Ignorant la faim et la soif, ces deux individus en rupture provisoire avec la société, vont passer quelques heures (jours?) à chahuter dans la Vallée de la Mort, dévalant en riant les collines poussiéreuses, roulant, cascadant, s'amusant comme deux gamins oublieux de leur vie précédente, et peu soucieux de l'avenir. Il y a dans Zabriskie Point l'idée de s'offrir un moment idéal, hors de toutes contingences matérielles, l'idée aussi de sortir des sentiers battus pour fouler des terres intouchées, non viciées par la société de consommation et son escalade matérielle artificielle (bien rendues par la société Sunny Dunes).
Daria et Mark, pris au coeur d'un paysage qu'on dirait lunaire, vont en quelque sorte, s'approprier un nouveau paradis - un nouvel Eden - dont l'acmé est cette scène mythique pleine de cheveux et de peaux nues - un peu longuette mais si belle - ces multiples étreintes poudrées à même le sol caillouteux qui m'ont laissée sans voix.
Antonioni a sans doute voulu exprimer un retour aux sources mêmes de la vie, une forme de régression sensorielle et sensuelle salutaire qui permet aux individus de communier par la chair et les caresses de la plus belle des façons. Une manière de prendre le contre pied du début du film qui révèle les affrontements entre la jeunesse estudiantine et les forces de police.
La musique, autant que l'esthétique, sont au coeur de ce film magistral, qui est avant tout une histoire d'amour solaire et tragique. On alterne entre différents styles, tous plus évocateurs des Etats-Unis les uns que les autres, tous genres confondus : Pink Floyd, Grateful Dead, The Youngbloods, Kaleidoscope, Jerry Garcia, Patti Page, The Rolling Stones, John Fahey, Roy Orbison. Le film nous embarque dans une odyssée synesthésique ahurissante : c'est un film qui s'écoute autant qu'il se regarde, qui hypnotise et envoûte.
Visuellement, c'est bien simple : une fois la caméra arrivée dans le désert, c'est un festival. Chaque plan est un tableau. J'ai un tête un moment très particulier, un vieil homme accoudé au bar d'un motel crasseux, la caméra qui s'éloigne puis s'arrête : nous voilà face à un tableau d'Edward Hopper, ni plus ni moins. Les prises de vue naturelles sont extraordinaires, aussi dépaysantes que possible, emplies d'un souffle émancipateur puissant, qui laisse le spectateur bouche bée face à tant de beauté, sollicitant tous les sens.
Et que dire de cette scène de fin explosive, d'une modernité sans pareille (qui a dû inspirer tant de réalisateurs à la suite - et je pense notamment à Dolan dans Laurence Anyways et ses milliers de couleurs dans le ciel) : façon pour le réalisateur de porter une charge féroce contre la société de consommation des Trente Glorieuses (que dirait-il aujourd'hui!), manière pour lui de faire éclater le quatrième mur, de détruire le décor même du film, signant ainsi sa fin ?

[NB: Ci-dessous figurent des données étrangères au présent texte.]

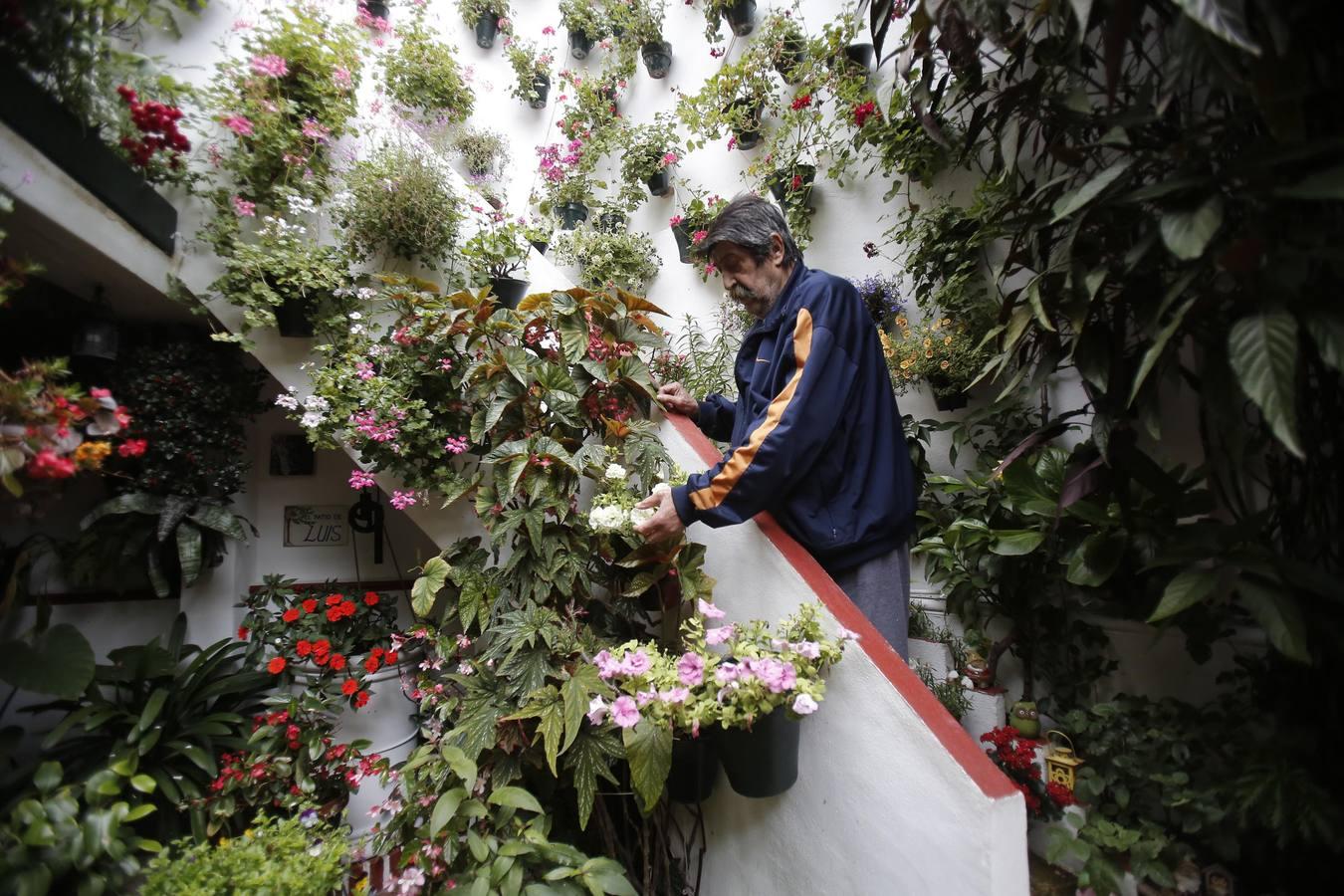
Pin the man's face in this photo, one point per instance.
(752, 284)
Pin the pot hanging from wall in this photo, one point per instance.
(542, 89)
(657, 58)
(292, 318)
(763, 762)
(695, 766)
(580, 45)
(570, 214)
(741, 16)
(487, 27)
(660, 184)
(510, 291)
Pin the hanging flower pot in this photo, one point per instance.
(376, 8)
(789, 62)
(292, 318)
(571, 214)
(695, 766)
(487, 27)
(510, 291)
(793, 180)
(683, 242)
(542, 88)
(763, 762)
(749, 134)
(657, 58)
(660, 184)
(580, 45)
(741, 16)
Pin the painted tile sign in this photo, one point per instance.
(316, 526)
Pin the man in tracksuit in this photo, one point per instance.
(814, 434)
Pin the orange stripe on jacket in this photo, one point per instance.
(713, 495)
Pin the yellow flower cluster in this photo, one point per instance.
(92, 454)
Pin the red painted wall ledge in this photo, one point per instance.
(949, 733)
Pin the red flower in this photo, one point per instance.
(862, 111)
(131, 448)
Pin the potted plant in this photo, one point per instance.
(422, 74)
(487, 18)
(484, 152)
(531, 72)
(880, 293)
(399, 202)
(649, 153)
(586, 23)
(496, 251)
(940, 350)
(738, 14)
(299, 856)
(322, 639)
(622, 258)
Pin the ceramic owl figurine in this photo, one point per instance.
(1025, 719)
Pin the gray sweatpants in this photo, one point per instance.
(880, 588)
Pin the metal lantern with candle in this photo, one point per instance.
(1062, 762)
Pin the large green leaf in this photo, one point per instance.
(1187, 233)
(1075, 199)
(57, 661)
(1278, 612)
(648, 747)
(1186, 590)
(1224, 18)
(1262, 350)
(426, 587)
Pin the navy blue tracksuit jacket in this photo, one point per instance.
(814, 435)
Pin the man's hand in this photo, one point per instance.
(675, 399)
(664, 524)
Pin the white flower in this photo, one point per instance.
(803, 706)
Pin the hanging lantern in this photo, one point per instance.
(1060, 762)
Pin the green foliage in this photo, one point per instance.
(163, 710)
(486, 835)
(76, 837)
(400, 202)
(622, 258)
(422, 74)
(289, 856)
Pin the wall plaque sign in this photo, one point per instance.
(316, 526)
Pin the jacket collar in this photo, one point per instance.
(782, 305)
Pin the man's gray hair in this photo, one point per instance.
(749, 222)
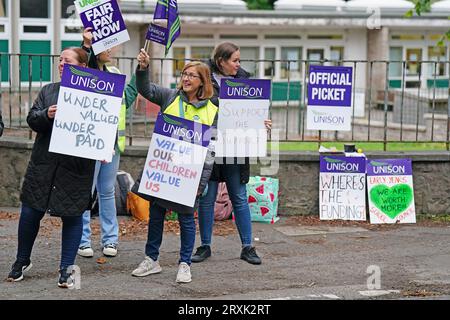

Seul le jeu un peu guindé des acteurs, leur manière - sans doute propre à l'époque, de réciter leur texte - m'a légèrement gênée, ainsi que quelques longueurs sans gravité. Mais au regard de l'extravagante réussite de ce film universel, sublime et profond, cela pèse bien peu.
Je retiendrai ce moment magique où Daria explique à Mark comment elle perçoit les pensées et qui s'apparente pour moi à une certaine philosophie de la vie :
Pretend thoughts are like plants. A neat rose, like a garden, or wild things, like ferns and weeds and vines ? It could be nice if they could plant thoughts in our head , so that nobody would have bad memories. We could plant, you know, wonderful things we did. Like a happy childhood. Real groovy parents. Only good things. - Then we would forget how terrible things really were - That's the point ! Nothing's terrible.